The outbreak resulted in symptoms including vomiting and diarrhea. The ship, which carried 2,164 passengers and 910 crew members, returned to port on Saturday after visiting Cozumel, Roatan Islands, Belize City, and Costa Maya, according to CruiseMapper. The CDC reported that 89 passengers and two crew members fell ill during the voyage.

The CDC’s Vessel Sanitation Program was notified of the outbreak on Tuesday, midway through the cruise. The cause of the illness has not been determined. Royal Caribbean has not yet issued a public statement regarding the incident.

Affected individuals were instructed to isolate, and crew members collected stool samples for testing.

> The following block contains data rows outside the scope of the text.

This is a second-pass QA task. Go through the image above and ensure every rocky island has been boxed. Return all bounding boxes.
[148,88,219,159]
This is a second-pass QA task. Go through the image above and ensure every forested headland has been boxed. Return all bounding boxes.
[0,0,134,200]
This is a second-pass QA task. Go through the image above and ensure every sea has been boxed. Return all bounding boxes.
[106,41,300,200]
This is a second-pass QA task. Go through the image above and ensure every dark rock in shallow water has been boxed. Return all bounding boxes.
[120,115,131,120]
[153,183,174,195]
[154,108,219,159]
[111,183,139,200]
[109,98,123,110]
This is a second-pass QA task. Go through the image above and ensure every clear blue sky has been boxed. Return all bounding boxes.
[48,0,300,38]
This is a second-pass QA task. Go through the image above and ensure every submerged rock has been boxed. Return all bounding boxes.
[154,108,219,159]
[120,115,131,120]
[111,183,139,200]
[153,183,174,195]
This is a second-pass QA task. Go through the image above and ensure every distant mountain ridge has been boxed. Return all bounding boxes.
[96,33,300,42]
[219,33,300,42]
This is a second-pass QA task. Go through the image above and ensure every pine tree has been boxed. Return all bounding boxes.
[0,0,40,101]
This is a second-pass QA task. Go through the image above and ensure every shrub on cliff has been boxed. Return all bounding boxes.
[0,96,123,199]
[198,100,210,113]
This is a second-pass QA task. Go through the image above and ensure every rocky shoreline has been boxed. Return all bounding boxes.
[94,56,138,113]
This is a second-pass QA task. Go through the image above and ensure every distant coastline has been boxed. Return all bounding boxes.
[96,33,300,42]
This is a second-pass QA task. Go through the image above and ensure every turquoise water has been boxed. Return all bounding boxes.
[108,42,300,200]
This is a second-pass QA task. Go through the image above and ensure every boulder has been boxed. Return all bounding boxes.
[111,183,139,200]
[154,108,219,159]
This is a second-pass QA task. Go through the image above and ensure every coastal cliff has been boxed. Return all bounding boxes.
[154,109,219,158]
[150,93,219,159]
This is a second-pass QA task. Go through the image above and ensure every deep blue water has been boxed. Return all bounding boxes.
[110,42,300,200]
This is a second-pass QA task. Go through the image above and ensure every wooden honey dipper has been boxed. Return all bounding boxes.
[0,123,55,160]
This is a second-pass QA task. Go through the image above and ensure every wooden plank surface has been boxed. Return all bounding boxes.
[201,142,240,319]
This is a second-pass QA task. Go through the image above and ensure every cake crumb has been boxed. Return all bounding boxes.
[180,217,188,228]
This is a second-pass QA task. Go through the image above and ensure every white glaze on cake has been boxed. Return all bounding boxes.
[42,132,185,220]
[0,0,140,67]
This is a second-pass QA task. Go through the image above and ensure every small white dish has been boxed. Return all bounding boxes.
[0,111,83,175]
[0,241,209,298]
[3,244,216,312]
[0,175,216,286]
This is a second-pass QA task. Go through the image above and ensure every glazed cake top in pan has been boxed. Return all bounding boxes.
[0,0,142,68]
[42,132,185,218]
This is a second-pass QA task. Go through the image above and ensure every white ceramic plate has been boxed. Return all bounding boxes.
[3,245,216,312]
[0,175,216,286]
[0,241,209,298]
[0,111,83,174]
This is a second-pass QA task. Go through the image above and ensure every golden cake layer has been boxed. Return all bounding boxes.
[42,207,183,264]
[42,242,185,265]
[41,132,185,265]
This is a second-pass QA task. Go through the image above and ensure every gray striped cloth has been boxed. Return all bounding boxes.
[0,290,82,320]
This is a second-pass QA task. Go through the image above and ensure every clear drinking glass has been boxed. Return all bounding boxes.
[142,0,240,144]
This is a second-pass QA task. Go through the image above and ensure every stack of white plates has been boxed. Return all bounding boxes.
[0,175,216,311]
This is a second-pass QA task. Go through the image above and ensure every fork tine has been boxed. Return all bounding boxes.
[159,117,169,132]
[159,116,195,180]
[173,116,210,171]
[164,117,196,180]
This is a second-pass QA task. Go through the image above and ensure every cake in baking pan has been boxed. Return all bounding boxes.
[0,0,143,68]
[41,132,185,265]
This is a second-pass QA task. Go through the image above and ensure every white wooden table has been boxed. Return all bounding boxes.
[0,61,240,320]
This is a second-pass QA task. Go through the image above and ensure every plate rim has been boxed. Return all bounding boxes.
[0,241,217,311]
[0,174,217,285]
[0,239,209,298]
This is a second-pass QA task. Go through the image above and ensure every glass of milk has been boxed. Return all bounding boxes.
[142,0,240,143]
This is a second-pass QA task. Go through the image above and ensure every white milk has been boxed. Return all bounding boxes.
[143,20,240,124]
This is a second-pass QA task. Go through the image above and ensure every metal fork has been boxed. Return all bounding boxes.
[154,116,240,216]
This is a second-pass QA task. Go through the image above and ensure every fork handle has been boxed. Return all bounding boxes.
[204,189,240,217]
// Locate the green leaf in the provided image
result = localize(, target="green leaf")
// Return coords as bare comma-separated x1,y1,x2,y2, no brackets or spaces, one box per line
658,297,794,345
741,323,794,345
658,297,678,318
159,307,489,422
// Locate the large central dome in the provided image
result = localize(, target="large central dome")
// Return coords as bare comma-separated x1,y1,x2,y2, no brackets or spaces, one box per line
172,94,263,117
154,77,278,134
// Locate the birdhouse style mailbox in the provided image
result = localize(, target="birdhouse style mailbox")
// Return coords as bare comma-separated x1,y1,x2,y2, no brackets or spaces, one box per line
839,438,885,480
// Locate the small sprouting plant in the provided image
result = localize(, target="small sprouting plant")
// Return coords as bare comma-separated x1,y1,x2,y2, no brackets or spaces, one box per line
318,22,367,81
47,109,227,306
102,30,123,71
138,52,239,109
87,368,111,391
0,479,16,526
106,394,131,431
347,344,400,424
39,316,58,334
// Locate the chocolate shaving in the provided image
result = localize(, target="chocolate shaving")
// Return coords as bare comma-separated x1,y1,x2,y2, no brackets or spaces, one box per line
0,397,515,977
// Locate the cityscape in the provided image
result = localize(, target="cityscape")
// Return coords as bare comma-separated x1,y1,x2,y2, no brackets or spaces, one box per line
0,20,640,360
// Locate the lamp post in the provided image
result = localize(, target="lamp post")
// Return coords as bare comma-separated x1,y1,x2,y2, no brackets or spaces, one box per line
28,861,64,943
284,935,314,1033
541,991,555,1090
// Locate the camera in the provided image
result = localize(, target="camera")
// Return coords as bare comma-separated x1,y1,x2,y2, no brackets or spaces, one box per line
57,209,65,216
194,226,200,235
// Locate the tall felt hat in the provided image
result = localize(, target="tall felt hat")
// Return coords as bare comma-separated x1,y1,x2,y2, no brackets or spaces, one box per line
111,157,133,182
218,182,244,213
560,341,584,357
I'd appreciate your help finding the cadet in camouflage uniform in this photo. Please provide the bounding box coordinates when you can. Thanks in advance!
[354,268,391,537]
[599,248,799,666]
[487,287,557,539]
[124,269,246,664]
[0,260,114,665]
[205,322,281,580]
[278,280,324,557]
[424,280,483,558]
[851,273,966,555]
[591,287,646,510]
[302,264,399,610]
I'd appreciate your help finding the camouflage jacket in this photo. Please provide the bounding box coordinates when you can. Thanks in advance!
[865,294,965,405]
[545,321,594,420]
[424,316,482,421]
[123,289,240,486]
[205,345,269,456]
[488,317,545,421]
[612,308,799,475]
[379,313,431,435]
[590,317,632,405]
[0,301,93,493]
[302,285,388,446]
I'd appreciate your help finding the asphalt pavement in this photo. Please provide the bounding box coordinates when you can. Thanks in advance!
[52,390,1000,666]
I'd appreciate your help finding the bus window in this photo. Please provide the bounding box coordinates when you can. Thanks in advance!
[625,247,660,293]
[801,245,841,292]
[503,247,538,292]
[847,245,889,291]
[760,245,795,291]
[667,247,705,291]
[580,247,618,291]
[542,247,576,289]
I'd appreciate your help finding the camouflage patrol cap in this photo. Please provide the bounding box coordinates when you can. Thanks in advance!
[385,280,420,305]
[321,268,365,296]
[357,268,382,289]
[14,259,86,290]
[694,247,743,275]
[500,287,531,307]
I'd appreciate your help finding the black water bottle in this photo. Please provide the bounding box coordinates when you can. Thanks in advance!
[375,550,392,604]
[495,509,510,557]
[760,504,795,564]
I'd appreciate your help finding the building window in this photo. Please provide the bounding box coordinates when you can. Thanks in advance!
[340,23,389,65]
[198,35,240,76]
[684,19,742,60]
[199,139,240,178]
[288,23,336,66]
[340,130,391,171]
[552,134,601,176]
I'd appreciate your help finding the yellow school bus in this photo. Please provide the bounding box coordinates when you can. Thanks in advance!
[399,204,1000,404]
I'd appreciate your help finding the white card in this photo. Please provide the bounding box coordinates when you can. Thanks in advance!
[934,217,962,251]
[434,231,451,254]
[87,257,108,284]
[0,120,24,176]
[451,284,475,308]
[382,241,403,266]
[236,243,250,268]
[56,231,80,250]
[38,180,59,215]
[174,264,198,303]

In response to the outbreak, the ship’s crew increased cleaning and disinfection measures to prevent further spread of the illness.

Janet Kruse, a 57-year-old passenger from the Chicago area, traveled with a dance group called Dance with Janet. She stated that approximately 10% of her group of 120 people, aged 50 to 80, experienced symptoms. Kruse said that the first reported illness within her group occurred on Sunday, within 24 hours of boarding, followed by another case later that evening.

A shipwide announcement on Sunday afternoon indicated that an unusually high number of passengers had reported feeling unwell. As a result, the crew implemented additional sanitation measures to mitigate further spread.

The CDC continues to monitor the situation as samples are analyzed to determine the source of the outbreak.